NOTE: When calculating the ASCVD risk score, the use of e-cigarettes is not considered as current active smoking. Please mark “no” for persons who report only the use of e-cigarettes.
Did you know PDFs of REPRIEVE Site Newsletters are available on the REPRIEVE Website?  Check them out!

Training Opportunities
Next ECG Training Dates
Wednesday, 24 Mar 2016, 1:00 PM ET
Wednesday, 30 Mar 2016, 1:00 PM ET 

ECG training will include information on the ECG machine, supplies, performance, and transmission of data. At least one person from your site must attend one training to meet protocol activation requirements. If you have participated already but would like a refresher, please feel free to attend.
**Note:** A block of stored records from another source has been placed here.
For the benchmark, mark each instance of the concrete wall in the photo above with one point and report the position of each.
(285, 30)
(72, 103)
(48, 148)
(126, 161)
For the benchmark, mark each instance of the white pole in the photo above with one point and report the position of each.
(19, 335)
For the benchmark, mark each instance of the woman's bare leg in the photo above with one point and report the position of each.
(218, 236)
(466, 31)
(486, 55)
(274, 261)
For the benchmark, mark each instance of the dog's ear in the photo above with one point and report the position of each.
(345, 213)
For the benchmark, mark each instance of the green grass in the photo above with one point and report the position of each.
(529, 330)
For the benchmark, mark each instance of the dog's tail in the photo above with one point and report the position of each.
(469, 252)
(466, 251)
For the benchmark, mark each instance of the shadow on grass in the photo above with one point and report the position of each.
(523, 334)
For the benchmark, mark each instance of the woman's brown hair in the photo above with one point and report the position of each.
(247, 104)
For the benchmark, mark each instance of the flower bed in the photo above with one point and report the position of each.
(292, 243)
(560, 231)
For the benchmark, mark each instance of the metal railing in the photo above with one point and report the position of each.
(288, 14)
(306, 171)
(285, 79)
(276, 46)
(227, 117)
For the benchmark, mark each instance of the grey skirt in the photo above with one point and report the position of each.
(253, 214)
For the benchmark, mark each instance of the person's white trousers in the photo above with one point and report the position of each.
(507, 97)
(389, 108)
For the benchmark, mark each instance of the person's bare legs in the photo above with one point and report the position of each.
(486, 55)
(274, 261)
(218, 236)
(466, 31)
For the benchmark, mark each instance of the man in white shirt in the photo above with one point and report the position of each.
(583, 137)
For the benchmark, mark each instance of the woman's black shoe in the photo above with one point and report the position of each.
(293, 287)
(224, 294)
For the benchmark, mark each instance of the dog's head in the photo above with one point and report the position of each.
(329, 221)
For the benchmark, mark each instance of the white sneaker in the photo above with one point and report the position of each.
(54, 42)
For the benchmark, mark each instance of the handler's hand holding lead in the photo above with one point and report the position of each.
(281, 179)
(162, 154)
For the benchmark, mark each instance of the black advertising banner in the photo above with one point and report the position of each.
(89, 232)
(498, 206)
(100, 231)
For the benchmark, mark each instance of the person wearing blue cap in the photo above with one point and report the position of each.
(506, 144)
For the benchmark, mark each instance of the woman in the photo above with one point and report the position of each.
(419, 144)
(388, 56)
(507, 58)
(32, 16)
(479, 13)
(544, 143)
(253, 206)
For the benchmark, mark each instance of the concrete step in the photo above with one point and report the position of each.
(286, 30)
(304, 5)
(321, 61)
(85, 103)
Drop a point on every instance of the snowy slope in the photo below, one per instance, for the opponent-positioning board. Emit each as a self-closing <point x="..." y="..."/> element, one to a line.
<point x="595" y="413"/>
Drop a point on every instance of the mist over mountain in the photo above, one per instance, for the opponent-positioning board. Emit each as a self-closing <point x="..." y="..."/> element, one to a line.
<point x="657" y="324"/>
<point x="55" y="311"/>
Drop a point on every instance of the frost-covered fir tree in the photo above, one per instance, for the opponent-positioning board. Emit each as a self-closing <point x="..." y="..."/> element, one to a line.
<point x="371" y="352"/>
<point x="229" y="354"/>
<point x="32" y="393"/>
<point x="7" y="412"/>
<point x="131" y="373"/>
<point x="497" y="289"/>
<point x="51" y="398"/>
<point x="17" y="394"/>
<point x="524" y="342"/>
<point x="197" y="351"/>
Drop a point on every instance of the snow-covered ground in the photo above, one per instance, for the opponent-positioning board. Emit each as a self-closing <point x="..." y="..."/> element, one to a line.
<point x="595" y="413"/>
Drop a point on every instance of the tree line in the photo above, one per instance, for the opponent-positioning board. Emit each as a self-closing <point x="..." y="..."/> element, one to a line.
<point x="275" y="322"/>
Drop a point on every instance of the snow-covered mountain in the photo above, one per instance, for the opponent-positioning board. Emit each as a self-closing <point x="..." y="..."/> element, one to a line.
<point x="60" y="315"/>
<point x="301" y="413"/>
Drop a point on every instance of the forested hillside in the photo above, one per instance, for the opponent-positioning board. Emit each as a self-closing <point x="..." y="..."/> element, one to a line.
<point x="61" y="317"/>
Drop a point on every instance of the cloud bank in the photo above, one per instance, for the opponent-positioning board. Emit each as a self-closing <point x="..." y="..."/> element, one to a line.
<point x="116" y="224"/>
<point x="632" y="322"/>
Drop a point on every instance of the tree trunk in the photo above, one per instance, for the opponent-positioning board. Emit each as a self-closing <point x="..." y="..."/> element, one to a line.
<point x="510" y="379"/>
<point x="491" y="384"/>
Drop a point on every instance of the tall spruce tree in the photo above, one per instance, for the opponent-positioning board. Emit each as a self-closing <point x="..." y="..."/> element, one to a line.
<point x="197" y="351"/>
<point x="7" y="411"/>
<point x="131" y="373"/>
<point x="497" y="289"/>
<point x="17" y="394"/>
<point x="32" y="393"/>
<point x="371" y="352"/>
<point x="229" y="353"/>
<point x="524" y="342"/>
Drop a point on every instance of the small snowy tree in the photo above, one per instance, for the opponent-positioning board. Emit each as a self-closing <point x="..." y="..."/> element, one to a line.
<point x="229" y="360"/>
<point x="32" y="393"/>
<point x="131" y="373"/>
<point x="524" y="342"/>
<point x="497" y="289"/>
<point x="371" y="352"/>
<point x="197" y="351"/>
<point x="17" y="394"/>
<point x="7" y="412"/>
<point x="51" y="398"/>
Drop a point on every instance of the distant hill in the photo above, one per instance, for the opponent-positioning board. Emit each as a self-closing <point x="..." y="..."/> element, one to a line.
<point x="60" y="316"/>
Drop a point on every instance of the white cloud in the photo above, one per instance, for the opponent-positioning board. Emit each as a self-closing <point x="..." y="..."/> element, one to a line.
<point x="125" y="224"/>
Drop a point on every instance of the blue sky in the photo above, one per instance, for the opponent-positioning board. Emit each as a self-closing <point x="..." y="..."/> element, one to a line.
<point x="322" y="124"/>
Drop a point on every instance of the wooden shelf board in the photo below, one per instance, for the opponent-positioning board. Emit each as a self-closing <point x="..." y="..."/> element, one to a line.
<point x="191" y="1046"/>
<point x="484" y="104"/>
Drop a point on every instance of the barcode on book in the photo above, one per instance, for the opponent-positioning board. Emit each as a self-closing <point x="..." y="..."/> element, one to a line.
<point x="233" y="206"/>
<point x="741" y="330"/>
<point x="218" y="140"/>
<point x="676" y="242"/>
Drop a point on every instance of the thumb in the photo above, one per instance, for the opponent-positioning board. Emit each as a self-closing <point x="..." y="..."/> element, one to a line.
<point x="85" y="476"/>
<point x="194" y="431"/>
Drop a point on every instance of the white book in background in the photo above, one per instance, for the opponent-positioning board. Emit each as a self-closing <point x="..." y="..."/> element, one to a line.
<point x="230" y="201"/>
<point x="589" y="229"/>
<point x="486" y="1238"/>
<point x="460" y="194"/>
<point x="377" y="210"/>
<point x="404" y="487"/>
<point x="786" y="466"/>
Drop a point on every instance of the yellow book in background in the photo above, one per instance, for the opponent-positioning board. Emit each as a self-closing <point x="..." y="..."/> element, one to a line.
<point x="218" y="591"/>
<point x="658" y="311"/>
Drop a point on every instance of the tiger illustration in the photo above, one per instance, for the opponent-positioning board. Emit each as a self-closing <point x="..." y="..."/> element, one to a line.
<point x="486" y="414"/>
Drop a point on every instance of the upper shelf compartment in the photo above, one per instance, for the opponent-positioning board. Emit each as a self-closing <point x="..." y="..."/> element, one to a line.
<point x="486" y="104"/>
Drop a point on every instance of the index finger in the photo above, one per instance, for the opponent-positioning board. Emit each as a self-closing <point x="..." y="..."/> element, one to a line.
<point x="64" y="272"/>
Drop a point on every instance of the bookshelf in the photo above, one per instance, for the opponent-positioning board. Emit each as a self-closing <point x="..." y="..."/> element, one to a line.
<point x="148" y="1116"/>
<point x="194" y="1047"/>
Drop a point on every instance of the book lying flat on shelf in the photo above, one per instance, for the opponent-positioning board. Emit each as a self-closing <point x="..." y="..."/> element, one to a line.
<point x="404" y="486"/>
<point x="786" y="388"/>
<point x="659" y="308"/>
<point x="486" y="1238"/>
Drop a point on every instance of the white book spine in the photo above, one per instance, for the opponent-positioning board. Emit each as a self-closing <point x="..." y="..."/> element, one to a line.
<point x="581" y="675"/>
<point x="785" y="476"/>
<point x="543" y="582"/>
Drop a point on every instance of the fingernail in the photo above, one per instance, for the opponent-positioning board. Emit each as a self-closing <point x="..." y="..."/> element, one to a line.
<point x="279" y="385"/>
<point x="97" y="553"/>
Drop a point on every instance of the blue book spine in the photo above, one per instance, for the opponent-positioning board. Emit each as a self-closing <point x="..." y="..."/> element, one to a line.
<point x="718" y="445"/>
You do not have to have an ECG machine onsite to participate in this training. We encourage you to have all staff that will work with the Quintiles ECG machine attend the training (eg, PI, study coordinator, CRA, backup personnel).

Calendar invites with call details have been sent out. Please email Katie Fitch,, if you did not receive the invites.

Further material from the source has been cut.